Este pensador francés es muy claro al concebir la dialógica como “la lógica bicéfala surgida del encuentro de dos lógicas; sería la combinación simbiótica entre estas dos lógicas, combinación que se presentaría en términos a la vez complementarios, concurrentes, antagonistas” (Morin,1982: 331).[15] En la propuesta moriniana, a diferencia de la dialógica, si bien es cierta la presencia de la dialéctica, no encontramos una tematización y sistematización de ésta.
Quizás por el tratamiento que hace Morin de todos los problemas desde la lógica recursiva, no llega a la diferenciación entre planos o niveles. Por lo tanto el desdoblamiento fundante de dialógica/dialéctica no asume la profundidad y horizontalidad que sí están presentes en el enfoque bajtiniano. Principio de recursividad y principio hologramático. Con Morín podemos hablar de una multiplicidad de modalidades de dialógicas: dialógica pensamiento lógico-pensamiento analógico, dialógica comprensión-explicación, comprensión-explicación.
Dentro de la perspectiva moriniana, la dialéctica y la dialógica reciben un tratamiento recursivo[16] y hologramático[17], esa es la razón por la que la horizontalidady la profundidad no son pertinentes; pero sí lo son los bucles, los procesos retroactivos que abordan procesos sistémicos autorrefenciales y autónomos.
Voces latinoamericanas: de nuevo cuentan
La potencia de dos voces se deja escuchar, de nueva cuenta, en el espacio latinoamericano por medio de las formulaciones de Paulo Freire y Hugo Zemelman, en sus aproximaciones en torno al desdoblamiento fundante.
En realidad, Freire no tematiza la dialéctica, sino más bien la ejerce en la práctica, enriqueciéndola con reflexión y acción. Quizá la aplicación más inclusiva esté signada por la dialéctica oprimido-opresor; desde ésta se desprenden otras relaciones dialécticas, como la “lectura de mundo”/“lectura de las palabras”, la subjetividad/objetividad, entre otras. En todas ellas se marca un énfasis muy fuerte en las contradicciones que deben superarse mediante la praxis. Esto implica un encuentro dialógico con los otros y el mundo a través de un proceso concienciador.
Ese proceso debe enmarcarse en un contexto, por eso la insistencia de Freire (1976: 88): “la concientización no se verifica en seres abstractos, y en el aire, sino en hombres concretos, y en estructuras sociales”. La mediación de ese proceso “de generación y toma de conciencia” es el mundo con sujetos que dialogan horizontalmente. De esta forma, “al basarse en el amor, la humildad, la fe en los hombres, el diálogo se transforma en una relación horizontal en la que la confianza de un polo en el otro es una consecuencia obvia” (Freire,1978b: 105).

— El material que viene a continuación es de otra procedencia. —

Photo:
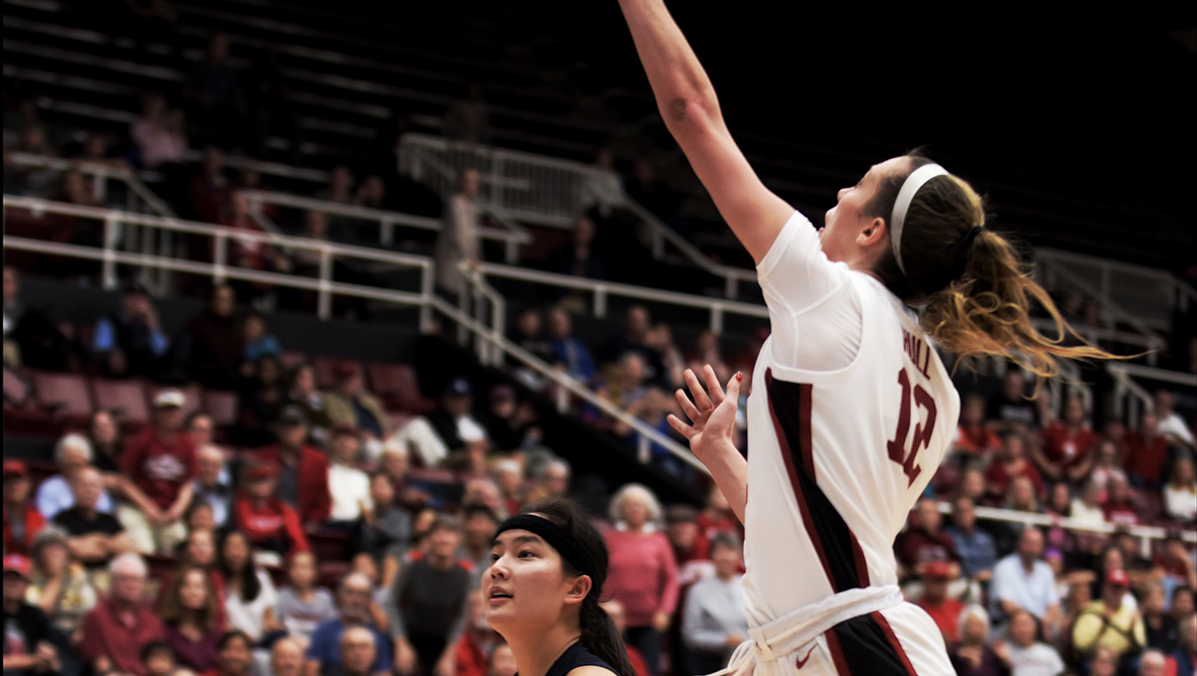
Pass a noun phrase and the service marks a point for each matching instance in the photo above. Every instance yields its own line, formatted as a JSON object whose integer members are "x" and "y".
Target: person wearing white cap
{"x": 160, "y": 464}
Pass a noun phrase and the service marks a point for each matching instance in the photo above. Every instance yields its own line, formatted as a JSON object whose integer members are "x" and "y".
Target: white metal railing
{"x": 220, "y": 268}
{"x": 387, "y": 220}
{"x": 1146, "y": 294}
{"x": 539, "y": 189}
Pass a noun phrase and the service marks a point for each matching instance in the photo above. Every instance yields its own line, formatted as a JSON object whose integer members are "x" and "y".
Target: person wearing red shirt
{"x": 114, "y": 633}
{"x": 942, "y": 608}
{"x": 1065, "y": 446}
{"x": 268, "y": 523}
{"x": 303, "y": 470}
{"x": 22, "y": 521}
{"x": 160, "y": 466}
{"x": 1144, "y": 454}
{"x": 1008, "y": 466}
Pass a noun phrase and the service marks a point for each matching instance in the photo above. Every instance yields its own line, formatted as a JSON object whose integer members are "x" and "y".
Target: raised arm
{"x": 691, "y": 111}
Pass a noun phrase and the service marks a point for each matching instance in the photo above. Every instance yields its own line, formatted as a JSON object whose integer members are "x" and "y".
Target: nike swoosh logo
{"x": 802, "y": 662}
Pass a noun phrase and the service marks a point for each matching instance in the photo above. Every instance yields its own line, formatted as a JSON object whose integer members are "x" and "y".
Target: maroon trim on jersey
{"x": 837, "y": 653}
{"x": 883, "y": 625}
{"x": 839, "y": 552}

Las contradicciones no deben ser tan grandes para iniciar y mantener el encuentro. De tal forma que el diálogo será posible entre diferentes, pero no con antagónicos. Así, con base en el diálogo los hombres y mujeres superan, vía la concientización, los momentos ingenuos y transitivos a que se ve sometida la conciencia[18]. De esa forma “la concientización tiene como finalidad la obtención de la conciencia crítica o de lo máximo de conciencia posible”. El aspecto anterior lo complementa con la siguiente idea: “El diálogo y la problematización no adormecen a nadie. Concientizan” (Freire,1976: 61 y 88).
Contrastando con la dialéctica, o en tensión con ella, la dialógica la encontramos más explícita en la pretensión freireana por desarrollar una teoría de la acción dialógica. Esa teoría que asume la dialógica desde una adjetivación de la acción, en realidad debe sustantivarse a partir de la coincidencia de Freire con el filósofo Eduardo Nicol, referente a considerar la relación dialógica como “la condición fundamental del acto de conocer” (Freire,1992: 113).

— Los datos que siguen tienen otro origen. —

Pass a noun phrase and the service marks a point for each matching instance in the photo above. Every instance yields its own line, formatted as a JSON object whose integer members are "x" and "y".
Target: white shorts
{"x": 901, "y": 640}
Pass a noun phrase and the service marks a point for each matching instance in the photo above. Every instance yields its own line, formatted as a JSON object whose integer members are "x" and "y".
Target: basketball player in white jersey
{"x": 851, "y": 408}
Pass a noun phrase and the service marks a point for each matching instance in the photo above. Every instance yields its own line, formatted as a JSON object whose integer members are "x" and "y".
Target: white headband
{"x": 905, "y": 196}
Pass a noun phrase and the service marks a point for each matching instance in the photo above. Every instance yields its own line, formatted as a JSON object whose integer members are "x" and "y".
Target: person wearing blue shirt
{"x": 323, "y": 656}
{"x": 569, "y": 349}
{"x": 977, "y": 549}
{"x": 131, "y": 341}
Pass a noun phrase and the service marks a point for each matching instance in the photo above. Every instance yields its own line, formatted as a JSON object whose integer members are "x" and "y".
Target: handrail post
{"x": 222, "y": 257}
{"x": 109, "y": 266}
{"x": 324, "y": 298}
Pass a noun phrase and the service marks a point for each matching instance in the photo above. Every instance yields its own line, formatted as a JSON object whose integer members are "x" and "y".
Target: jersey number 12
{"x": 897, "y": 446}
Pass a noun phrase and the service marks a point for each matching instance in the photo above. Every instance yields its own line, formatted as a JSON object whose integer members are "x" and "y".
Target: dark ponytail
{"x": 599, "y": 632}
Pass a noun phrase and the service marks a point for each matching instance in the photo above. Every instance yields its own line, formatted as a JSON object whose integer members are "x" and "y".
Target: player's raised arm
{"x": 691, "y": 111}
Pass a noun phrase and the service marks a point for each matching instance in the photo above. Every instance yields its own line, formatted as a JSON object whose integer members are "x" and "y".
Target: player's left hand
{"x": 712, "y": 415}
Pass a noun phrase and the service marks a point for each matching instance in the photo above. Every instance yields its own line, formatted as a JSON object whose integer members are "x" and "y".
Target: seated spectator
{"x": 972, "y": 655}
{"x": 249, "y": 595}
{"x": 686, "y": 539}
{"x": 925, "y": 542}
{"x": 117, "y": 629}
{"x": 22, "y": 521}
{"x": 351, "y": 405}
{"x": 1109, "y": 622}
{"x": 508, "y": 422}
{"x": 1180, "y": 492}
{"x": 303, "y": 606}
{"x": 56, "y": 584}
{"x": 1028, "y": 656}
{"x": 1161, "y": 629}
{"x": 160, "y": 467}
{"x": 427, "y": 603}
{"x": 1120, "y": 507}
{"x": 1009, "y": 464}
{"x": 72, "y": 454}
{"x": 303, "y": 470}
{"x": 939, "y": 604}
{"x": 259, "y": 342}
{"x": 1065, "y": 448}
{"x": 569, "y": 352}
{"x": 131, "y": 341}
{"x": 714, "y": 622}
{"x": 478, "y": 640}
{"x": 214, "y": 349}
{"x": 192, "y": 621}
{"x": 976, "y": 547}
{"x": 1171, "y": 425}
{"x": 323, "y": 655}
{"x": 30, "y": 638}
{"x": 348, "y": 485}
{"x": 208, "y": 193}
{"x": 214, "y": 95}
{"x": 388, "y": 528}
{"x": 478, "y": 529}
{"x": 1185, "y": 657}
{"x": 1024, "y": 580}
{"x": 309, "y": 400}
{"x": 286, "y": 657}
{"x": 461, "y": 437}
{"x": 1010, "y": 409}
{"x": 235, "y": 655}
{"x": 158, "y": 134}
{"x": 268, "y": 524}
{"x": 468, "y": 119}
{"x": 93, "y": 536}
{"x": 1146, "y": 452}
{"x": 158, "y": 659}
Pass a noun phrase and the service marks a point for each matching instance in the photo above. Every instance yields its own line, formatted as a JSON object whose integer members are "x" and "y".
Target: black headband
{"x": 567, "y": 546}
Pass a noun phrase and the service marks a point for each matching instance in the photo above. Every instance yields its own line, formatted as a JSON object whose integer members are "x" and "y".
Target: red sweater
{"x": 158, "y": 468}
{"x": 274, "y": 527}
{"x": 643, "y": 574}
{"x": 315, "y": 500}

En la perspectiva freireana la densidad de la profundidad se ejerce en el ámbito de la esperanza, liberándose así el radical libre expresado en la voluntad de conquistar la libertad vía la participación política, consciente de sus límites y generosa en cuanto a sus alcances. Para Freire los hombres son seres esperanzados y curiosos que buscan liberarse de la opresión, abriendo así los surcos del dolor para que, depositando sueños, germine la semilla de la utopía y cosechen una disposición a organizar la alegría.

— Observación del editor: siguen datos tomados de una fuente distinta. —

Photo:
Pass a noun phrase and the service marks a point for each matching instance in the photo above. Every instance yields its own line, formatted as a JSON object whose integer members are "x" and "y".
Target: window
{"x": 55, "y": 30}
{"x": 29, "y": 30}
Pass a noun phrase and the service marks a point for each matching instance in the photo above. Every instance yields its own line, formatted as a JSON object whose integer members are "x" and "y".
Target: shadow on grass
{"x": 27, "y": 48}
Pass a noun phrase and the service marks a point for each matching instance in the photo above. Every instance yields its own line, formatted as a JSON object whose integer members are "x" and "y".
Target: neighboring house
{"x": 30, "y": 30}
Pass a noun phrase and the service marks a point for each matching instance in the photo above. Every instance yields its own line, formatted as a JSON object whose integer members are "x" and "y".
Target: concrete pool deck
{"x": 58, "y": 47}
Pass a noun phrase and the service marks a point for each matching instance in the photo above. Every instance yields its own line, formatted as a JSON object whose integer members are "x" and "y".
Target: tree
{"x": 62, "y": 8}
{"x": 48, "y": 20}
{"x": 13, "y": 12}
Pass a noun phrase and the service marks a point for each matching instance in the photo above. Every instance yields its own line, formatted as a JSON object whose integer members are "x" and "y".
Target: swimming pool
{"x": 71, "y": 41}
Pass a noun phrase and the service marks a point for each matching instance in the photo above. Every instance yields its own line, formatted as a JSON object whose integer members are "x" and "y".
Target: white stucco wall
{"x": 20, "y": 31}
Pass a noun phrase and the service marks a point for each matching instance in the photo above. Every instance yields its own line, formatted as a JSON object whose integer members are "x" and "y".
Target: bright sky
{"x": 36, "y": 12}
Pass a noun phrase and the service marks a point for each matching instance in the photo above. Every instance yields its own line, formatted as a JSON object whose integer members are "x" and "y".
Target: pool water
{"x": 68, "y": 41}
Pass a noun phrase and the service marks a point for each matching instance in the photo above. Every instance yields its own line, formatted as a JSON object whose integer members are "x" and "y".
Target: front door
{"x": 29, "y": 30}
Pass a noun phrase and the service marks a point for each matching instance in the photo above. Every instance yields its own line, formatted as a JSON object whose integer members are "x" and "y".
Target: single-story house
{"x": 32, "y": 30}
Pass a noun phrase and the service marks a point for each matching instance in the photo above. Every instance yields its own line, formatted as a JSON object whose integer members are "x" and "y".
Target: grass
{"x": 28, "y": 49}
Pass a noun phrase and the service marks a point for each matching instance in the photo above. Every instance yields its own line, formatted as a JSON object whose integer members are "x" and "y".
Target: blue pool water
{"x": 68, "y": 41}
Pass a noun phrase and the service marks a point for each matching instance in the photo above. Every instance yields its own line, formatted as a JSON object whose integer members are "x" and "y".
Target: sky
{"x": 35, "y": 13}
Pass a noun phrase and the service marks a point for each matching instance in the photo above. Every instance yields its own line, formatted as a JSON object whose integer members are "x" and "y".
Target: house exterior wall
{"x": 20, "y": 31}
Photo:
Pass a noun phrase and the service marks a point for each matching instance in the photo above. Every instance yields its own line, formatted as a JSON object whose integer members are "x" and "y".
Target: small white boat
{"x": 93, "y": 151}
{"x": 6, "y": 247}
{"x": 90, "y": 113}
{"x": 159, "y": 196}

Por su parte, la perspectiva zemelmiana, a diferencia de la moriniana, la cual asume un marco diferenciador para trazar distintas modalidades en la dialógica, enfrenta un desafío para la formulación de modalidades desde la dialéctica[19]. Distinguiendo entre ellas la dialéctica determinación-indeterminación, dialéctica apropiación-instalación, dialéctica sujeto-contexto. De todas ellas la perspectiva horizóntica es el eje que las permea. Por eso el epistemólogo chileno no duda en sostener que “el desafío está en que antes de conocer hay que afrontar la realidad partiendo no de objetos, sino de horizontes, para no aprehender la realidad negando la posibilidad de su construcción” (Zemelman,1992b:181). En las posibilidades de construcción del vínculo con la realidad, en donde los sujetos se colocan ante ella, se advierte una densidad horizóntica.
La densidad horizóntica se constituye a partir de las diversas modalidades de existencia, de relación con la realidad de la cual la conciencia histórica es una de ellas, a partir de distintas necesidades, como la necesidad de realidad, necesidad de conciencia, necesidad de otro, etcétera.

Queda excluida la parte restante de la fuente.